Commonwealth v. Ardestani, 736 A.2d 552 (Pa. 1999): Commonwealth v. Brion held to apply retroactively to cases pending on direct appeal at the time of the decision--full discussion of retroactivity principles under the State Constitution.

Commonwealth v. Darush, 740 A.2d 722 (Super. Ct. 1999): Article I, section 8 is violated when a defendant's home telephone conversation, with an undercover agent, is recorded without a warrant.

Commonwealth v. Kilgore, 719 A.2d 754 (Pa. Super. 1998): Counsel ineffective for failing to raise search issue under the State Constitution. [This case may signal a new attitude toward the failure to raise state constitutional issues when federal constitutional issues are raised.]

Kleese v. Pennsylvania State Board of Funeral Directors, 738 A.2d 523 (Pa. Cmwlth. 1999): Reference by party to "freedom of commercial speech" sufficient, even in the absence of citation to either the federal or Pennsylvania constitutions, to raise constitutional issue.

In re Cicchetti, 743 A.2d 431 (January 13, 2000): Justice Newman held for the court that in the future, court-appointed employees may not participate in judicial retention eleciton campaigns.

In re T.J., 739 A.2d 478 (Pa. 1999): County mental health office has standing to contest decision not to extend mental patient's involuntary commitment despite mootness because the matter "raises an issue of an important public interest, and is an issue which is capable of repetition and yet apt to evade review"; administrative agency has standing to litigate matters that "'touch [] upon its concerns' "(citing Commonwealth, Pennsylvania Game Comm'n v. Commonwealth, Dept. of Environmental Resourses, 555 A.2d 812, 815 (Pa. 1989)).

 

Article I:

Section 1--In the Matter of K.D., R.D., 744 A.2d 760 (Pa. Super. 1999) [WL 1063177]: Mandatory psychological evaluation reversed as violative of mother's privacy rights pursuant to child dependency proceeding.
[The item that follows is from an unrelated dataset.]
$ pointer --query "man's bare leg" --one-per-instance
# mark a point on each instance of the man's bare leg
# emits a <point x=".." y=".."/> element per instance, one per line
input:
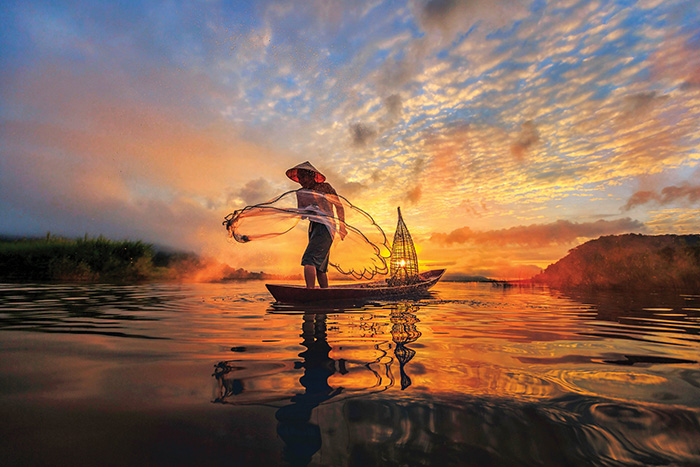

Section 6--Commonwealth v. Downey, 732 A.2d 593 (Pa. 1999): Denial of motion to poll jury made after verdict is recorded but before the jury disperses, held reversible error even without a showing of prejudice by the defendant.

Wertz v. Chapman Township, 741 A.2d 1272 (Pa. 1999): Civil jury trial provision, Art. I, section 6, does not require a jury trial in a damage action for sexual discrimination under the Pennsylvania Human Relations Act. The standard for applying Art. I, section 6 is, in part, whether a jury trial would have been available under such a claim when the Pennsylvania Constitution was adopted. The majority acknowledges that this test is narrower than that applied under the 7th Amendment to the U.S. Constitution.

Section 7--Philadelphia Fraternal Order of Correctional Officers v. Rendell, 736 A.2d 573 (Pa. 1999): City ordinance specifying particular union as collective bargaining agent does not violate Pennsylvania Constitutional rights of speech, association or equal protection.

Section 8--Commonwealth v. Cleckley, 738 A.2d 427 (Pa. 1999): State Constitution does not require knowing and intelligent, as opposed to voluntary, consent to otherwise unconstitutional search; therefore, the Commonwealth need not show that the subject knew there was a right to refuse consent to the search.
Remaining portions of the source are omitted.